Austin, the birthplace of natural food behemoth Whole Foods, is leading the way in eco-friendly grocery shopping again with the opening of in.gredients, the first zero-waste, packaging-free grocery store in the nation.
Tentatively scheduled to open this fall, in.gredients will allow customers to buy as much or as little grocery and house products as they need as everything in the store is offered in bulk. Shoppers are also encouraged to bring their own containers to carry their goods; however, compostable containers are offered by the store if necessary. Empty containers are weighed first, filled, then weighed again at the cashiers before paying.
The concept of package-free coincides with the founding pillar of the Slow Food movement, which believes people should buy local produce from regional farmers and leave as little impact on the environment as possible. It isn’t necessarily a new concept; in fact it’s so old and removed from our culture that people seem to have forgotten that commerce used to be conducted this way — with people determining how much they need of something and buying it directly from a supplier.
However, Austin, which is rated 10th in the “Top 10 green cities” by Mother Nature Network, is trying to change the way citizens think about how the world runs and the impact our habits have on the environment.

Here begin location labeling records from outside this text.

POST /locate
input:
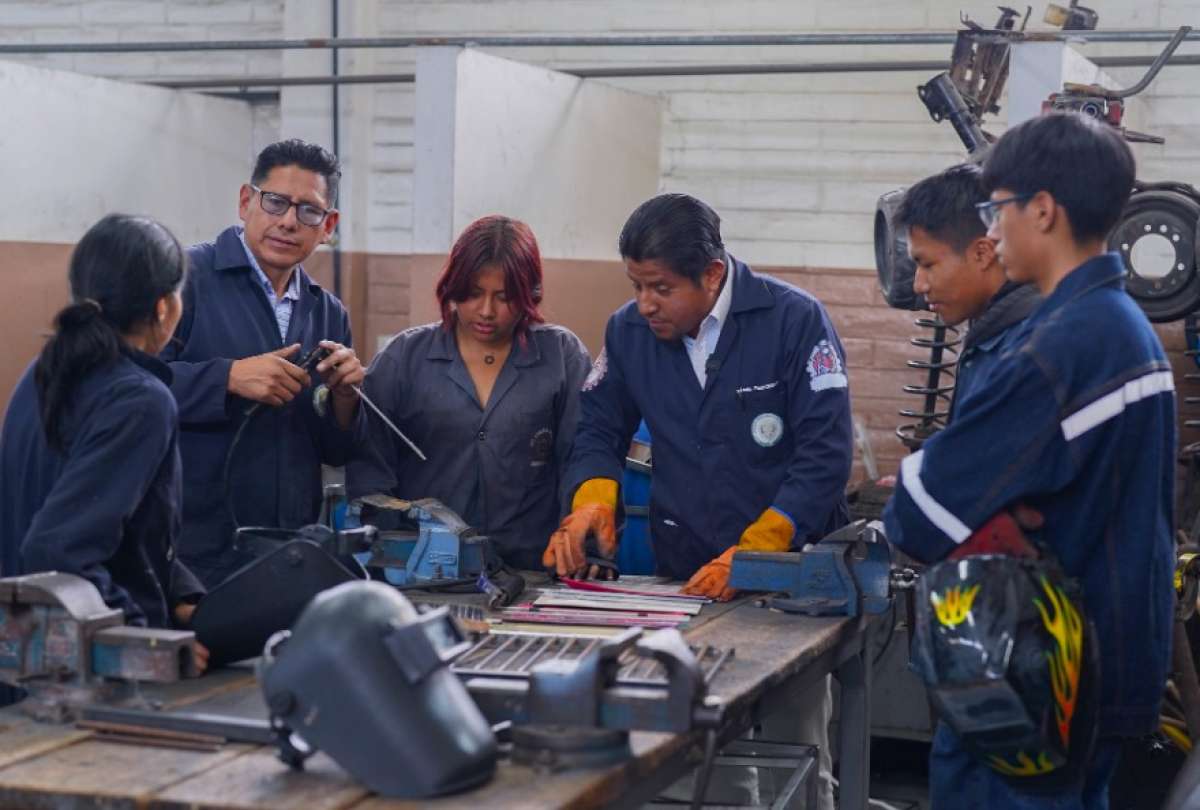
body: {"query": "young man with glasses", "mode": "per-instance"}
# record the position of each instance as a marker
(1077, 421)
(250, 310)
(959, 273)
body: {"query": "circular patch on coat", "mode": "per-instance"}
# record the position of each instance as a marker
(599, 369)
(321, 400)
(767, 430)
(541, 447)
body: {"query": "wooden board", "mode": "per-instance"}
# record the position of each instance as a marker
(22, 737)
(771, 647)
(259, 780)
(93, 773)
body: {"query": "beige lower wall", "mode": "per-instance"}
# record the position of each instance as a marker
(385, 293)
(35, 283)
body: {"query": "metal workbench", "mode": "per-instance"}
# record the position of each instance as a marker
(47, 766)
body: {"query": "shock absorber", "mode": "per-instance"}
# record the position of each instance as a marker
(939, 385)
(1189, 454)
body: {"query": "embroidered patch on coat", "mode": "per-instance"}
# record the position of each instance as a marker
(767, 430)
(599, 369)
(825, 367)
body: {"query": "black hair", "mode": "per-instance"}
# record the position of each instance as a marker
(676, 229)
(1086, 166)
(305, 155)
(945, 205)
(119, 271)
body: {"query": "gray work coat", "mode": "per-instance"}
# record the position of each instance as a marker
(498, 467)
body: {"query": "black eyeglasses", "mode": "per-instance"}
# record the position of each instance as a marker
(989, 211)
(277, 205)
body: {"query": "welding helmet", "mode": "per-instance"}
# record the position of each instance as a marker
(1011, 664)
(365, 677)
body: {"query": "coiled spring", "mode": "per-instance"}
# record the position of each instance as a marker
(939, 385)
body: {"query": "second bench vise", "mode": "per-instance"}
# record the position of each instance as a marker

In 2007, the Austin City Council passed a resolution that directed the city to begin taking action toward becoming a carbon neutral city by 2020. However, one of the key components to this plan rests outside the city’s reach — citizen participation. That’s where in.gredients steps in and makes environmentally conscious consuming easy and accessible.

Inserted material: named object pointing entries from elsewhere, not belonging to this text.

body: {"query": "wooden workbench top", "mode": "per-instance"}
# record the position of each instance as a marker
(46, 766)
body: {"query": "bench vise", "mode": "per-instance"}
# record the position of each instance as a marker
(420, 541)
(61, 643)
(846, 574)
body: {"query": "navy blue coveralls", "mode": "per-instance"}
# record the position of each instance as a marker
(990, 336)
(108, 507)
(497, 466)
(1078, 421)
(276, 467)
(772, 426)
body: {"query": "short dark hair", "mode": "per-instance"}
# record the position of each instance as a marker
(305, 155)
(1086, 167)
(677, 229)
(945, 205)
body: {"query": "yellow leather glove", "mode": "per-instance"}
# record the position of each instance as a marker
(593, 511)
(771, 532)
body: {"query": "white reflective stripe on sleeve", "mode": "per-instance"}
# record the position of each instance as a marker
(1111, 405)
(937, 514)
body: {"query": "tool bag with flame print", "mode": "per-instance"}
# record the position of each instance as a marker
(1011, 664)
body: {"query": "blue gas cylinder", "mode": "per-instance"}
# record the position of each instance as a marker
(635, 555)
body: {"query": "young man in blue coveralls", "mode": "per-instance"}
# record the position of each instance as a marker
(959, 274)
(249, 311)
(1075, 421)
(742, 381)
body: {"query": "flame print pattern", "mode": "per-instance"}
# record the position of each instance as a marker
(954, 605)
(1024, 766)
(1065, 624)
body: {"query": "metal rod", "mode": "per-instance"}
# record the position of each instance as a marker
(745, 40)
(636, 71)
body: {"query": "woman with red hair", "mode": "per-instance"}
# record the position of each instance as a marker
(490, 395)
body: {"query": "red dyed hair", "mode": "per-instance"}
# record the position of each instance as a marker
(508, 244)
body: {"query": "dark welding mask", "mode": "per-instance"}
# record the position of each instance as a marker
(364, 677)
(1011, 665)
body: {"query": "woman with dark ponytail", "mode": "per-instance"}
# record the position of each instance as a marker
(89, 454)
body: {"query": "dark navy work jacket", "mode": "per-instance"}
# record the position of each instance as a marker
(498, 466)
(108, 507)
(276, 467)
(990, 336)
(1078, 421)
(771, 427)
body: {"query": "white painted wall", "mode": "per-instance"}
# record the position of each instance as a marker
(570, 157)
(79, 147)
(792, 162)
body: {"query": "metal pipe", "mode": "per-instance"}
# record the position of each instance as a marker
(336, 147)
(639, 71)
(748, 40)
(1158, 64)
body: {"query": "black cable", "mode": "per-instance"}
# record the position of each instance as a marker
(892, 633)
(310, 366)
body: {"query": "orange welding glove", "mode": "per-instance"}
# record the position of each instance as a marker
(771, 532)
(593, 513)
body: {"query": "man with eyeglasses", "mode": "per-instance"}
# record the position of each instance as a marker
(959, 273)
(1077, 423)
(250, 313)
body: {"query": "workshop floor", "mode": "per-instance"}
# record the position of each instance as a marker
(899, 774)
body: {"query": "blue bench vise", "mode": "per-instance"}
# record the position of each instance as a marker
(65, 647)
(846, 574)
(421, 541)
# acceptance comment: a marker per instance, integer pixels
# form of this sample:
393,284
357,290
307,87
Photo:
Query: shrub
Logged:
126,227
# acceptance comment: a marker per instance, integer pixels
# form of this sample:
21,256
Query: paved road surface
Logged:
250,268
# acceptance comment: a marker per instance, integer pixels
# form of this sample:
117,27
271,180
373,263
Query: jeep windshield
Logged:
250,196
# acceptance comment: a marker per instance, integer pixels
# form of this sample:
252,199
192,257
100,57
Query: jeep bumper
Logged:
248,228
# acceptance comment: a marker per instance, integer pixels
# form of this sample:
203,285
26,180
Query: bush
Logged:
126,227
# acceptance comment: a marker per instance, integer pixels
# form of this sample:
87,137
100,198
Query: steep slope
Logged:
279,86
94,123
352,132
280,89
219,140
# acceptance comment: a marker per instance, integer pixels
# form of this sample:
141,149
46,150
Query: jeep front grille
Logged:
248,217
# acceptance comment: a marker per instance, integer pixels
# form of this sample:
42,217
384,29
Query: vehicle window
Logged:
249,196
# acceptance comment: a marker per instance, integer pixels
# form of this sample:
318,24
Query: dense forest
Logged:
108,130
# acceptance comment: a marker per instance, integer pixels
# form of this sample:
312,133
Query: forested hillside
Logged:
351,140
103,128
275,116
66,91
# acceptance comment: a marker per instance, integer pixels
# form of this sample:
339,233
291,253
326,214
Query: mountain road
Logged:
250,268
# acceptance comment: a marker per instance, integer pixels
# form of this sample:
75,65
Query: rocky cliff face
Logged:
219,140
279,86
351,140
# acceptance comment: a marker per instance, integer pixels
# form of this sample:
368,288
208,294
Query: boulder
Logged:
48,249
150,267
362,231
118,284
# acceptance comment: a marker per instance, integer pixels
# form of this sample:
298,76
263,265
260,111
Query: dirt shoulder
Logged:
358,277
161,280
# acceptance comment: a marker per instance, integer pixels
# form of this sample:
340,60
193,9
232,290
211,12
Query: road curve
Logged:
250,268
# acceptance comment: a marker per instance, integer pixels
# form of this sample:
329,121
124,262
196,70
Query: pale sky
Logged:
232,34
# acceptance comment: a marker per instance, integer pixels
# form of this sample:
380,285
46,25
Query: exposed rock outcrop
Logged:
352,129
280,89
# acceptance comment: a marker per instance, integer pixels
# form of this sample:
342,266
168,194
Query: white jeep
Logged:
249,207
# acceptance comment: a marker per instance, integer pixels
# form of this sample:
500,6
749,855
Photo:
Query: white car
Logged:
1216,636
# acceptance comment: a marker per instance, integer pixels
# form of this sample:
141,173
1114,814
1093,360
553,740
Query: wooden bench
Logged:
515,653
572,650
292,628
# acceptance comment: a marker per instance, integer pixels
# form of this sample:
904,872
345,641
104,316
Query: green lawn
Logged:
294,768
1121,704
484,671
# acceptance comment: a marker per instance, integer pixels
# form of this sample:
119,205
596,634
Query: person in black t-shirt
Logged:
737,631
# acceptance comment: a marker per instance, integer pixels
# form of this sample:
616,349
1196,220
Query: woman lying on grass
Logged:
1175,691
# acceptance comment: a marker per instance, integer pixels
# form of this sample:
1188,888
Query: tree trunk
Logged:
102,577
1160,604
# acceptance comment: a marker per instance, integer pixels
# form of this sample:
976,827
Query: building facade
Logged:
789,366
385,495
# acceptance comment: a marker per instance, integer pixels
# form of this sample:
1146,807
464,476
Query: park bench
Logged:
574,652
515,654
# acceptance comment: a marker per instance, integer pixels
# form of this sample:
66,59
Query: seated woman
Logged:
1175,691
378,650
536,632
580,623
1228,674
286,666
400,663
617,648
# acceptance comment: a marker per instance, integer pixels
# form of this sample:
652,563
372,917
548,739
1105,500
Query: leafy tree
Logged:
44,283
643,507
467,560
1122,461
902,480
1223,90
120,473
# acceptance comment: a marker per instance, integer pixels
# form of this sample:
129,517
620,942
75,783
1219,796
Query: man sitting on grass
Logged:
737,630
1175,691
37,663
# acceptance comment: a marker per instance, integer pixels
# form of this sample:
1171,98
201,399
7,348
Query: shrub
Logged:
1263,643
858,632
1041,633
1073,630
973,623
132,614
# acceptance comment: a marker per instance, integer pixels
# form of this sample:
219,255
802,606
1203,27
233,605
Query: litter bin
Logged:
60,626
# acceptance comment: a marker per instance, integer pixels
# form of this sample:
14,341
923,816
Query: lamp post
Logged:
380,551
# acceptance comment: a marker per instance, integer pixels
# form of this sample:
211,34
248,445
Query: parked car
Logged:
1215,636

The founders of Brothers Lane, LLC, which consists of brothers and UT business alumni Christian, Patrick and Joseph Lane, are the men behind the concept for in.gredients.
Originally, it was supposed to be a store that offered beer and wine in bulk.
“We’re entrepreneurs by nature and we’re constantly looking for ways to create more sustainable habits,” said Christian Lane, co-founder of in.gredients and Brothers Lane. “The more we looked into the bulk alcohol concept, we realized that we could do this, but include everything, not just alcohol.”
In.gredients sells the same produce and products — grains, meat, fruits and vegetables and cleaning products — as larger chain grocery stories such as H-E-B or Whole Foods. However, they are not expecting to compete with these chains, Lane said.
Rather than open next to a major chain grocer for competition, the store targets areas known as food deserts, where healthy, affordable food is hard to come by; it plans to open in East Austin, which has more taquerias per square mile than grocery stores.
“We want to bring back the neighborhood grocer and get into areas where good food is missing,” Lane said. “There are convenient stores filled with junk food, but not neighborhood grocery stores with good quality food.”
Along with his mission for it to be a neighborhood store, Lane said he hopes to build a sense of community through in.gredients by funding $15,000 of the store through crowd funding, which consists of donations from various people that are interested in a certain project or idea.
“Our business is throwing in a good chunk of money as well as some investors, but the crowd funding component gives us a sense of community ownership,” Lane said. “The things we’re going to fund with that money are the demonstration garden, rainwater harvesting and those kinds of things.”
The second and perhaps main goal of in.gredients is to become a zero-waste business by prioritizing the axiom “reduce, reuse, recycle” and integrating it as the foundation of their business model.
“We work with our vendors so that we can send back packaging to reuse them for shipping or we find ways to repurpose them,” Lane said. “If anything does go bad we compost it, but the step before composting is to use the food before it goes bad. We either give it away to some organization or make smoothies or prepare it before it spoils.”
Something people have a hard time believing, Lane said, is that healthy, organic food can actually be affordable. However, the Natural Resources Defense Council estimates that at least 90 percent of the price of something, such as bottled water, is for bottling, packaging, shipping and marketing.
“The per unit price actually ends up being more affordable,” Lane said. “Because you’re not paying for the packaging or the marketing, just the ingredients.”
By simply cutting out packaging, the store is already eliminating a huge chunk of the country’s waste. About 31 percent, almost 77 thousand tons, of municipal solid waste generated in the U.S. is from containers and packaging, according to the Environmental Protection Agency.
Although in.gredients isn’t physically standing yet — the exact grand opening date and location have not been released yet — there is a noticeable tone of excitement in Lane’s voice as he considers the future.
“Ultimately, I think we’re going to do some good things,” Lane said. “And in the end that’s what we want to do, we want to do good.”